Have you ever seen the BBL band submission page lately? In the category for how the band was obtained they now have an EBAY selection. Not sure that a person who would buy bands off ebay would have enough ethics to select that choice, but at least it is worth a shot.


----------



## Matt Jones (Mar 6, 2002)

goosebusters said:


> In the category for how the band was obtained they now have an EBAY selection.


You have got to be kidding me.


----------



## diver_sniper (Sep 6, 2004)

Matt Jones said:


> goosebusters said:
> 
> 
> > In the category for how the band was obtained they now have an EBAY selection.
> ...


It's no lie. I wanted to see for myself, so I checked and sure enough there's an option that says "purchased, traded, Ebay".


----------



## dakotashooter2 (Oct 31, 2003)

The problem I see is that if there becomes a market for the unreported bands, the banding program itself comes in jepardy. There is little value to the program if the data is incorrect. It hurts all waterfowl hunters in the long run.


----------



## jonesy12 (Apr 1, 2008)

I have also emailed the USGS and sent an email to Ebay. Probably wont do anything, but got my point across. I agree with you dakotashooter2, with this not being made illegal, how can anyone expect the band reporting to be done as needed. The risk of more people selling them on Ebay and the reporting being done later, if at all, makes the study useless esentially. :eyeroll:


----------



## diver_sniper (Sep 6, 2004)

I also agree with you guys. If there's guys out there so lame that they need to go on ebay and fill their lanyards with someone else's bands that's fine. To my knowledge I've never run into any of those people, and once it's reported it's just personal property like anything else, sell away.

The problem, as stated, is that it screws up the recovery info. Sure, it's probably only a very small fraction of the bands that get reported every year, but that doesn't make it anymore acceptable.
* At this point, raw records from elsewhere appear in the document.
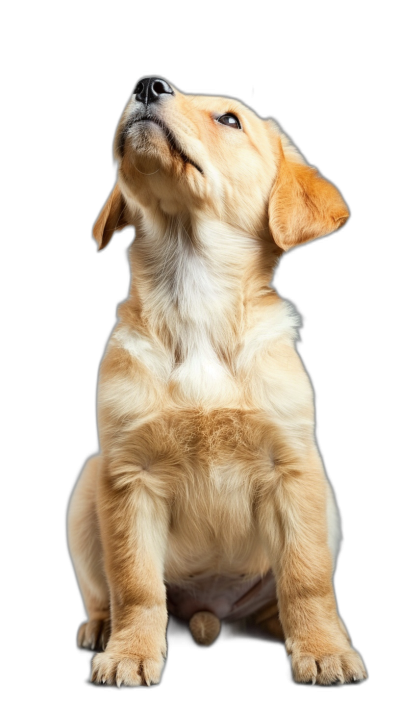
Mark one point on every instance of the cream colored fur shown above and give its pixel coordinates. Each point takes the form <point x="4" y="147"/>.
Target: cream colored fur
<point x="208" y="461"/>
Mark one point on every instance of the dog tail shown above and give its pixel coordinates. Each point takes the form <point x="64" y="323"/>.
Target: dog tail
<point x="205" y="628"/>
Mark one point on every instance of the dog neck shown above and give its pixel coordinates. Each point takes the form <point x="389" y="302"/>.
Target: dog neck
<point x="194" y="281"/>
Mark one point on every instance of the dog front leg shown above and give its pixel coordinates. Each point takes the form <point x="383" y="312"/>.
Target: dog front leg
<point x="134" y="526"/>
<point x="295" y="524"/>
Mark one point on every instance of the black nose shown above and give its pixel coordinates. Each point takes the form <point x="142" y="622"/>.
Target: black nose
<point x="149" y="89"/>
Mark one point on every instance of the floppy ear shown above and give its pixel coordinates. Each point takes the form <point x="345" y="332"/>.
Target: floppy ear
<point x="111" y="219"/>
<point x="303" y="205"/>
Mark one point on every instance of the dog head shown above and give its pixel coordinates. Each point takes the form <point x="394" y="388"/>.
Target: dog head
<point x="195" y="155"/>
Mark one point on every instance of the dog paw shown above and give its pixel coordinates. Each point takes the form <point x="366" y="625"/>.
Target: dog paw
<point x="326" y="669"/>
<point x="126" y="671"/>
<point x="94" y="635"/>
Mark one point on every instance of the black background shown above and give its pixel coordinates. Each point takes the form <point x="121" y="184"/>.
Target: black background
<point x="320" y="96"/>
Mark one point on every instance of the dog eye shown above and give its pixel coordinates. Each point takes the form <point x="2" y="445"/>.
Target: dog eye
<point x="230" y="120"/>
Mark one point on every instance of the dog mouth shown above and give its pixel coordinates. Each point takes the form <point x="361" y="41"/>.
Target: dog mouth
<point x="173" y="143"/>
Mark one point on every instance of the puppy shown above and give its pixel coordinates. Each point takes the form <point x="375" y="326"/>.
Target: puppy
<point x="208" y="498"/>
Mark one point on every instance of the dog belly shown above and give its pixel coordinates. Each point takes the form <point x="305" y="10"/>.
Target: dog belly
<point x="228" y="597"/>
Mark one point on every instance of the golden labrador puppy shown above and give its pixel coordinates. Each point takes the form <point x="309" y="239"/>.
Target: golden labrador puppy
<point x="208" y="498"/>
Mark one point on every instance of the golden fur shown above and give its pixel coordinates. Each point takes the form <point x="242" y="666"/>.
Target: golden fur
<point x="208" y="461"/>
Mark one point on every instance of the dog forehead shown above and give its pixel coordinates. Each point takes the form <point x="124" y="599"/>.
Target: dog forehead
<point x="258" y="130"/>
<point x="213" y="104"/>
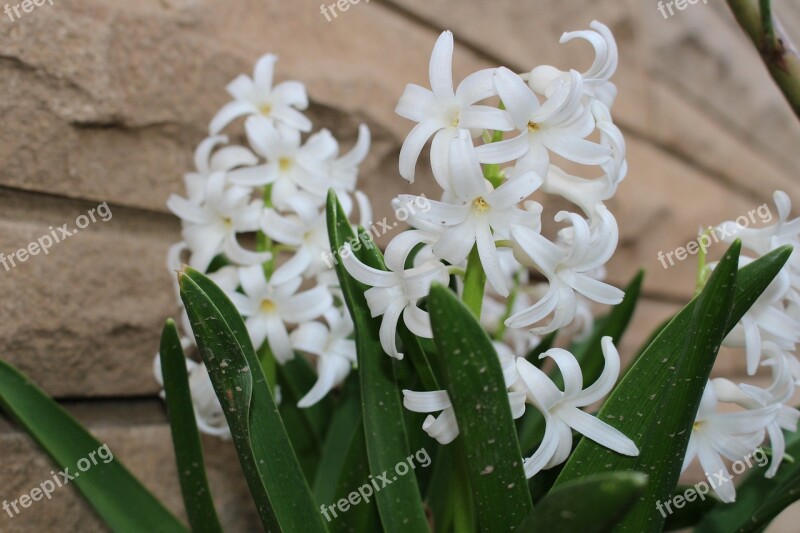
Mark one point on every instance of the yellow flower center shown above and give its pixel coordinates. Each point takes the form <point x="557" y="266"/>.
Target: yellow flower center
<point x="480" y="204"/>
<point x="268" y="306"/>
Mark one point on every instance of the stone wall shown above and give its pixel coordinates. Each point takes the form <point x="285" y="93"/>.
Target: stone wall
<point x="104" y="101"/>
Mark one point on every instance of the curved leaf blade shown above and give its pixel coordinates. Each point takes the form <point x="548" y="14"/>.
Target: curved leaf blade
<point x="270" y="465"/>
<point x="593" y="504"/>
<point x="661" y="393"/>
<point x="474" y="381"/>
<point x="400" y="503"/>
<point x="118" y="497"/>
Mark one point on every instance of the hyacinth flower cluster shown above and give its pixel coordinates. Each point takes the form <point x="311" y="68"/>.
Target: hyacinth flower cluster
<point x="489" y="160"/>
<point x="472" y="332"/>
<point x="253" y="220"/>
<point x="768" y="334"/>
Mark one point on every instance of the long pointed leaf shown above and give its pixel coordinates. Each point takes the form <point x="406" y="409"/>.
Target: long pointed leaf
<point x="400" y="503"/>
<point x="118" y="497"/>
<point x="656" y="402"/>
<point x="474" y="380"/>
<point x="271" y="468"/>
<point x="185" y="436"/>
<point x="590" y="505"/>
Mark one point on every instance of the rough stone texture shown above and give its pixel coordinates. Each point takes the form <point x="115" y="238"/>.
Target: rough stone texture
<point x="104" y="101"/>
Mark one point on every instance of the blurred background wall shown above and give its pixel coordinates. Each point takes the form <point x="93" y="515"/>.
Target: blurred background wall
<point x="104" y="101"/>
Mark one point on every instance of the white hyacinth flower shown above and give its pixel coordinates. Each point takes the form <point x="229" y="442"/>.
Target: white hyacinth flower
<point x="481" y="215"/>
<point x="306" y="232"/>
<point x="211" y="228"/>
<point x="335" y="352"/>
<point x="561" y="409"/>
<point x="441" y="112"/>
<point x="444" y="427"/>
<point x="778" y="393"/>
<point x="396" y="292"/>
<point x="560" y="125"/>
<point x="292" y="167"/>
<point x="257" y="96"/>
<point x="730" y="435"/>
<point x="267" y="308"/>
<point x="766" y="320"/>
<point x="209" y="160"/>
<point x="568" y="268"/>
<point x="597" y="84"/>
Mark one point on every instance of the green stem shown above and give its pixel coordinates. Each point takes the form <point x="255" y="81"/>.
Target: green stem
<point x="512" y="298"/>
<point x="269" y="365"/>
<point x="702" y="266"/>
<point x="474" y="283"/>
<point x="776" y="49"/>
<point x="263" y="242"/>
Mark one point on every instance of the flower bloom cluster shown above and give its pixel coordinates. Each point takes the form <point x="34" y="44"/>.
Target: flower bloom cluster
<point x="489" y="160"/>
<point x="768" y="333"/>
<point x="253" y="220"/>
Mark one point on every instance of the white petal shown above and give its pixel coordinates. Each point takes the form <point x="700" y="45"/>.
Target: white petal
<point x="712" y="463"/>
<point x="291" y="93"/>
<point x="230" y="112"/>
<point x="264" y="70"/>
<point x="295" y="267"/>
<point x="597" y="290"/>
<point x="455" y="244"/>
<point x="517" y="97"/>
<point x="487" y="251"/>
<point x="598" y="431"/>
<point x="476" y="87"/>
<point x="416" y="103"/>
<point x="441" y="68"/>
<point x="306" y="305"/>
<point x="426" y="402"/>
<point x="597" y="390"/>
<point x="278" y="339"/>
<point x="363" y="273"/>
<point x="413" y="145"/>
<point x="331" y="371"/>
<point x="540" y="389"/>
<point x="570" y="371"/>
<point x="388" y="330"/>
<point x="535" y="463"/>
<point x="485" y="117"/>
<point x="443" y="428"/>
<point x="310" y="337"/>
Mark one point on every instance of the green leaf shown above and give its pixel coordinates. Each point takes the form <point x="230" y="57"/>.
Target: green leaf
<point x="545" y="344"/>
<point x="691" y="512"/>
<point x="117" y="496"/>
<point x="185" y="437"/>
<point x="271" y="468"/>
<point x="474" y="381"/>
<point x="400" y="502"/>
<point x="656" y="403"/>
<point x="589" y="352"/>
<point x="592" y="504"/>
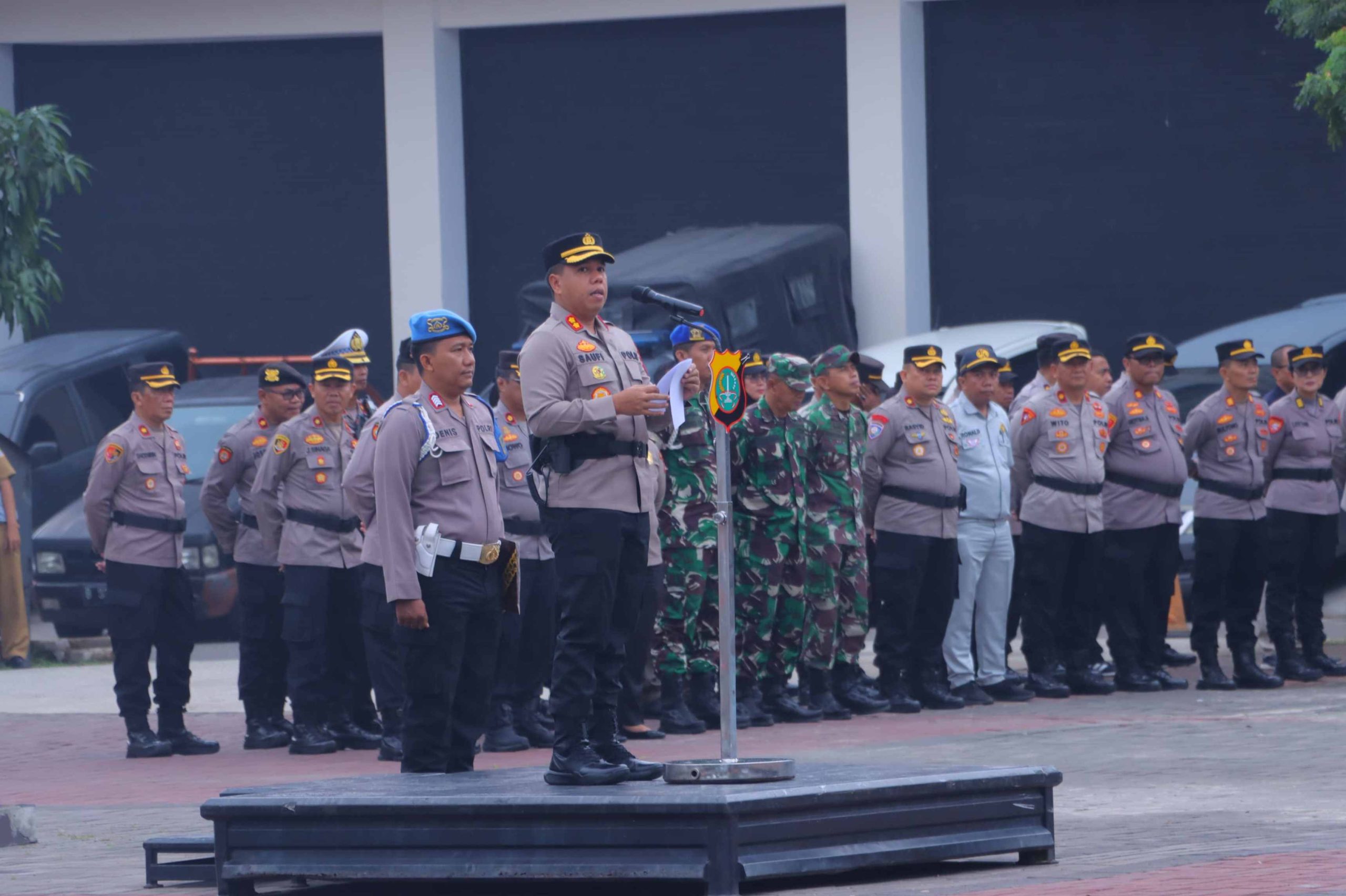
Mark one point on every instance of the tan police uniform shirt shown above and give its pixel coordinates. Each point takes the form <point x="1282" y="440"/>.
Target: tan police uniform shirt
<point x="516" y="500"/>
<point x="1147" y="443"/>
<point x="1228" y="440"/>
<point x="136" y="471"/>
<point x="912" y="447"/>
<point x="234" y="466"/>
<point x="302" y="471"/>
<point x="1053" y="438"/>
<point x="453" y="486"/>
<point x="570" y="374"/>
<point x="1304" y="435"/>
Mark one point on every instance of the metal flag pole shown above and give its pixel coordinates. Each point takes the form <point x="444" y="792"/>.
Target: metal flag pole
<point x="727" y="405"/>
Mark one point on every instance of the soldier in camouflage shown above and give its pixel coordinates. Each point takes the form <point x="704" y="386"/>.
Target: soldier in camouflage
<point x="838" y="578"/>
<point x="687" y="629"/>
<point x="769" y="509"/>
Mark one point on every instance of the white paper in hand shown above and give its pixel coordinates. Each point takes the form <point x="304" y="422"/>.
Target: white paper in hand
<point x="674" y="381"/>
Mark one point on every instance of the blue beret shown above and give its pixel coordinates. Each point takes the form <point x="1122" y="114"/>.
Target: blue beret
<point x="695" y="333"/>
<point x="441" y="323"/>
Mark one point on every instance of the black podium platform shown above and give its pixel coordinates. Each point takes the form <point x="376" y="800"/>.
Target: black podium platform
<point x="508" y="825"/>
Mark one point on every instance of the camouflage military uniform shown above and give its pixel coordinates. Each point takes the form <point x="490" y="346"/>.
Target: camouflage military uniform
<point x="769" y="506"/>
<point x="687" y="630"/>
<point x="838" y="576"/>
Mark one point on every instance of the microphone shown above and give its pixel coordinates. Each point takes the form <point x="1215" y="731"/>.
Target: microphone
<point x="650" y="298"/>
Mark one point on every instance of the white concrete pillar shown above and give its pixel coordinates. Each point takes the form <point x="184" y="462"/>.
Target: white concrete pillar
<point x="427" y="222"/>
<point x="890" y="228"/>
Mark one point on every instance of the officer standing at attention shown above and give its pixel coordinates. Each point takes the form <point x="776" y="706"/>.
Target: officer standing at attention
<point x="912" y="497"/>
<point x="1146" y="471"/>
<point x="1060" y="441"/>
<point x="1228" y="436"/>
<point x="378" y="619"/>
<point x="769" y="524"/>
<point x="446" y="568"/>
<point x="838" y="578"/>
<point x="136" y="516"/>
<point x="528" y="638"/>
<point x="986" y="552"/>
<point x="687" y="629"/>
<point x="261" y="652"/>
<point x="754" y="374"/>
<point x="301" y="506"/>
<point x="1304" y="465"/>
<point x="587" y="393"/>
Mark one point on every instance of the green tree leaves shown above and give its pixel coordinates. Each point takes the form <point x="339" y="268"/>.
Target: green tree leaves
<point x="35" y="166"/>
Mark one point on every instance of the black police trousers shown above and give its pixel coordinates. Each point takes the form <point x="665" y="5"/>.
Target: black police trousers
<point x="261" y="652"/>
<point x="150" y="607"/>
<point x="1061" y="580"/>
<point x="601" y="568"/>
<point x="1301" y="549"/>
<point x="322" y="633"/>
<point x="528" y="638"/>
<point x="378" y="621"/>
<point x="1138" y="571"/>
<point x="450" y="666"/>
<point x="917" y="582"/>
<point x="638" y="650"/>
<point x="1228" y="576"/>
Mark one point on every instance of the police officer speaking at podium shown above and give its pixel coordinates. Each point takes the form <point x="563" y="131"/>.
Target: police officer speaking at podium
<point x="587" y="393"/>
<point x="136" y="517"/>
<point x="446" y="565"/>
Now that I think about it, it probably wouldn't hurt to make sale of neck collars illegal all together. They present a slightly different issue. A guy can go out and scope a flock of whatever kind of geese and pick off anything he sees with a necklace. Even if it is properly reported you've still got someone taking waterfowl with a rifle and very possibly out of season as well.

I blame Avery.


----------



## Bustem36 (Feb 5, 2008)

here's one for you...I know people who have volunteered to band geese. Just so they can go back early season and shoot them. About a month and a half after banding the geese which will obviously not leave the area, they go back in and hunt it opening early se4ason and shoot like 20 bands in one day then hunt he same area picking up a band here and there until those geese move out.

Now mind you when geese are banded they are normally done about 100 at a time and these numbers are normally found on large ponds and lakes in middle to late summer. So these geese will not leave these areas unless forced to. I have no problem if someone goes out and accidently shoots allt hese geese but banding them then shooting them (mostly juvies) is pointless to the program.


----------